Am J Respir Crit Care Med 2019 Apr 19. Epub 2019 Apr 19.
Regensburg University Hospital, Regensburg, Germany.
Rationale: Pulmonary alveolar proteinosis is characterized by filling of the alveolar spaces by lipoprotein rich material of ill-defined composition, and which is caused by molecularly different and often rare diseases occurring from birth to old age.
Objectives: Quantitative lipidomic analysis of lipids and surfactant proteins A, B and C from lavage fluids of patients with different causes of proteinosis in comparison to healthy contols.
Methods: During the last decades we collected alveolar lavage samples from patients with PAP due to autoantibodies against GMCSF, genetic mutations in CSF2RA, MARS, FARSB, NPC2 and secondary to myeloid leukemia. Their lipid composition was quantified.

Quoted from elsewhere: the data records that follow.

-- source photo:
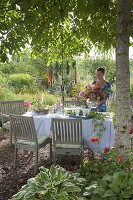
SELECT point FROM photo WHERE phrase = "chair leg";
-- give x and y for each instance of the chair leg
(10, 138)
(36, 161)
(81, 156)
(15, 159)
(54, 158)
(51, 150)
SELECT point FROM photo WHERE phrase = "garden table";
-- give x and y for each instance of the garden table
(43, 127)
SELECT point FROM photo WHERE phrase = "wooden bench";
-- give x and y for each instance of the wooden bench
(10, 107)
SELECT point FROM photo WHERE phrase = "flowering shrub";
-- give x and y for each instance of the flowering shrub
(106, 149)
(94, 139)
(94, 93)
(27, 104)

Results: Free cholesterol was largely increased by 60-fold and cholesterol esters by 24-fold. There was an excessive more than 130-fold increase in ceramide and other sphingolipids. Particularly long chain ceramide d18:1/20:0 or d18:1/24:0 were elevated, likely contributing to the pro-apoptotic environment observed in pulmonary alveolar proteinosis. Cellular debris lipids like phosphatidylethanolamine or phosphatidylserine were only moderately increased by 4 to 7-fold. The surfactant lipid class phosphatidylcholine expanded 17-fold, lyso- phosphatidylcholine 54-fold, and the surfactant proteins A, B, C 144-, 4- and 17-fold. All these changes did not differ between the various diseases causing pulmonary alveolar proteinosis.
Conclusions: This insight into the alveolar lipidome may provide monitoring tools and may open new therapeutic strategies for pulmonary alveolar proteinosis.